Bosnian prelate of the Roman Catholic church

Tomo Vukšić (born 9 January 1954) is a theologian and a prelate of the Catholic Church from Bosnia and Herzegovina who was named metropolitan archbishop of Metropolitan Archdiocese of Vrhbosna in January 2022, after serving two years as archbishop coadjutor. He was the apostolic administrator of the Military Ordinariate of Bosnia and Herzegovina from 2020 to 2025.

== Early life ==

Vukšić was born in Studenci, Ljubuški in the region of Herzegovina. He attended elementary school in Studenci from 1961 to 1965, and then in Ljubuški from 1965 to 1969. After graduation, he enrolled at a classical gymnasium in Zagreb and studied there until 1973. He then went to the Catholic Faculty of Theology in Sarajevo, where he studied until 1980. He briefly interrupted his academic education to serve in the Yugoslav People's Army in Subotica in 1977 and Zrenjanin in 1978. After graduation, Vukšić was ordained a priest on 29 June 1980 by Petar Čule, bishop of Mostar-Duvno.

== Priesthood ==
Vukšić served as a chaplain at the Mostar cathedral and worked as a journalist for the diocesan magazine Crkva na kamenu from 1980 to 1982. He then studied in Rome, earning a licentiate in theology from the Pontifical Oriental Institute in 1984 and another in canon law from the Pontifical Urban University in 1986. Vukšić served as a diocesan secretary in Mostar until 1988, and then returned to Rome where he completed a doctorate in Oriental Christian theology at the Pontifical Oriental Institute in 1991, with a dissertation discussing the relations between the Catholics and the Eastern Orthodox in Bosnia and Herzegovina.

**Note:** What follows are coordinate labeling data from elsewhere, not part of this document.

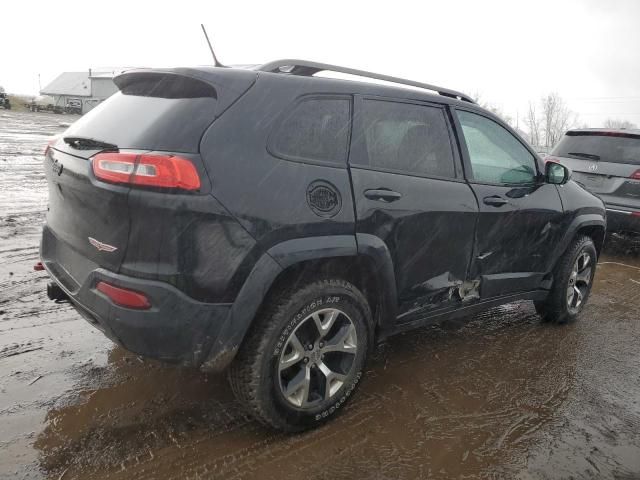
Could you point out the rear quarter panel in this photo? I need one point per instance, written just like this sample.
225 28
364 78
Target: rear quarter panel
266 194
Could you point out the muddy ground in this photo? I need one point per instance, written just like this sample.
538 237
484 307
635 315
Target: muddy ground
500 396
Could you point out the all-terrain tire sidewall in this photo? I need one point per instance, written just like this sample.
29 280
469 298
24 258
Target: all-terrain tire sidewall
285 314
555 308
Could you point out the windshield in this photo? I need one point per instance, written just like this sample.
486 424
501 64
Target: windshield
606 147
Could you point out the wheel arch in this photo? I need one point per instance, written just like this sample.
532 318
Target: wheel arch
591 224
363 260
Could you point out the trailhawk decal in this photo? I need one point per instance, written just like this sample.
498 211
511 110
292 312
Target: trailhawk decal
102 247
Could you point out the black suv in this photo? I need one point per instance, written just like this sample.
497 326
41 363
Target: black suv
280 224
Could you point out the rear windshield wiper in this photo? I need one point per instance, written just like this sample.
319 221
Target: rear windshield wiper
590 156
84 143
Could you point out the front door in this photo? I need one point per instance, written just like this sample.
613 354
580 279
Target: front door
519 224
409 192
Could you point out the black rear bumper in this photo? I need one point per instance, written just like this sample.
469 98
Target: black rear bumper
176 328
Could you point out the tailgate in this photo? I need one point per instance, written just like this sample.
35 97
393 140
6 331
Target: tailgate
87 222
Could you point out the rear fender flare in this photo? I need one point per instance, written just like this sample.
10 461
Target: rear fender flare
581 221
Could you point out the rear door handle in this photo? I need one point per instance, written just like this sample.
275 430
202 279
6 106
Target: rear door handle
495 200
382 195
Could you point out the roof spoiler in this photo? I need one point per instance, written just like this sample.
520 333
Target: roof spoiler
307 68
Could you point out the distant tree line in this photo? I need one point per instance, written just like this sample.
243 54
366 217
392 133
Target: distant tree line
548 119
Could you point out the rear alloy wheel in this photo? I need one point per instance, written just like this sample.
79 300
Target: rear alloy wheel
317 358
304 358
572 283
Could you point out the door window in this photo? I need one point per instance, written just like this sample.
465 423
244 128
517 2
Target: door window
408 138
496 155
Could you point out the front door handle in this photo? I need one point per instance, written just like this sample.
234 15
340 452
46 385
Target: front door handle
495 200
382 195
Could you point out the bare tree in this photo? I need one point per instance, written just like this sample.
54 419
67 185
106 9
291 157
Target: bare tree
616 123
497 111
533 123
556 119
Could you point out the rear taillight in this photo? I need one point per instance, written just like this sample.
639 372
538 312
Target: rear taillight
124 297
162 171
50 144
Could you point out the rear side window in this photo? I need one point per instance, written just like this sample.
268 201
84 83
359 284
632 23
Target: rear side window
606 147
409 138
152 111
317 129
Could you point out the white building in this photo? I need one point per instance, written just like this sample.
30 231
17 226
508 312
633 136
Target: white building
79 92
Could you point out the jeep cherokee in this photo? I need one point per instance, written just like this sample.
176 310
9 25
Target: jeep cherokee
276 224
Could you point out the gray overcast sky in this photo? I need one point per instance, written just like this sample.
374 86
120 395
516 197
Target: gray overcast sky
510 52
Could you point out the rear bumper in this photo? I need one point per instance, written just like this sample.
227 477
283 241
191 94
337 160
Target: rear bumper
176 328
620 219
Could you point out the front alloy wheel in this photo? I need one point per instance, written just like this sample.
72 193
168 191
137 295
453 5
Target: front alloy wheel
579 282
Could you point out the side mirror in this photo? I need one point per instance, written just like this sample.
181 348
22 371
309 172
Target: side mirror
556 173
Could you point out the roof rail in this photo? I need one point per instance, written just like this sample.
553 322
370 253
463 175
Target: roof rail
307 68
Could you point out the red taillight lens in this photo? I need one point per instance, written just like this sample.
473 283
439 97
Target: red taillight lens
50 144
163 171
124 297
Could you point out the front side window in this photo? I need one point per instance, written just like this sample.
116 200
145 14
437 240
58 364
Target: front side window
408 138
496 155
317 129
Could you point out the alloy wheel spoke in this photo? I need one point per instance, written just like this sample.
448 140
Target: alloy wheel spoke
324 320
296 354
333 380
344 341
297 390
578 296
570 294
584 276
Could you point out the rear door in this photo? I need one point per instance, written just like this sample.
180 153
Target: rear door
520 216
606 163
409 192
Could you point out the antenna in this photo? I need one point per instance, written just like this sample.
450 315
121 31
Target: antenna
215 59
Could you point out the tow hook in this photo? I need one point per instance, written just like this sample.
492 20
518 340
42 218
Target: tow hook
55 293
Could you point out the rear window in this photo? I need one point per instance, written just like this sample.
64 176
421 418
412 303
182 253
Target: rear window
606 147
152 111
317 129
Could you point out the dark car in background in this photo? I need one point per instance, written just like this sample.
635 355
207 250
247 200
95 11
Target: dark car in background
278 225
607 162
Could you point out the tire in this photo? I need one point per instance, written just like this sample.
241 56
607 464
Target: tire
573 279
284 384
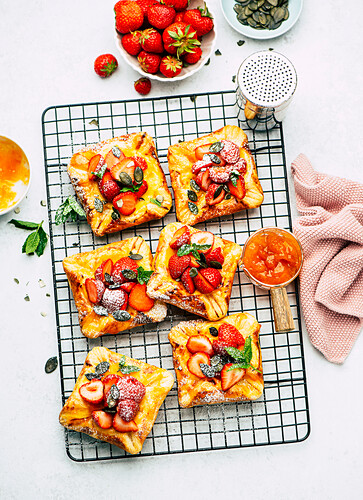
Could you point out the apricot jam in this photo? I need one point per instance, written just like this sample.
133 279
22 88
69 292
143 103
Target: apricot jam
14 173
272 256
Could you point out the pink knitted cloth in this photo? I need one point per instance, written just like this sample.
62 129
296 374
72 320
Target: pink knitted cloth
330 230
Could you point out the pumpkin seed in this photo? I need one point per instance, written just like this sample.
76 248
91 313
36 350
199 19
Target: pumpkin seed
192 195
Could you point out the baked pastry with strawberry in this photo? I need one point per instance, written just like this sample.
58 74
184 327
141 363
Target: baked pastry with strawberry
109 287
217 362
116 399
213 175
120 183
194 270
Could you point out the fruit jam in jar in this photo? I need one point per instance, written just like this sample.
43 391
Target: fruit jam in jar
272 256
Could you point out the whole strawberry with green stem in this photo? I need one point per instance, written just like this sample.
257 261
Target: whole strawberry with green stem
180 38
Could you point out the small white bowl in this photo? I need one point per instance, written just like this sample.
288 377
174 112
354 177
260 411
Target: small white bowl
207 46
20 187
295 7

Vukšić served as a professor at the Theological Institute in Mostar and was its director from 1991 to 1994. In 1991 he was appointed a professor at the Catholic Faculty of Theology in Sarajevo, and from 1993 to 1998 he was vice-rector there. Vukšić also lectured at the Theological Institute in Dubrovnik. Vukšić also held several posts in the ecclesiastical courts in Mostar and Sarajevo and served as the court vicar for the Diocese of Mostar-Duvno from 1993 to 2009. In 2005, Vukšić was appointed a professor at the post-graduate studies at the Catholic Faculty of Theology, University of Zagreb. In 2009, Vukšić was appointed a vicar general for the dioceses of Mostar-Duvno and Trebinje-Mrkan.

== Episcopacy ==

On 1 February 2011, Pope Benedict XVI appointed him the first bishop of the Military Ordinariate of Bosnia and Herzegovina. He was consecrated a bishop on 2 April 2011 in Mostar by Cardinal Vinko Puljić.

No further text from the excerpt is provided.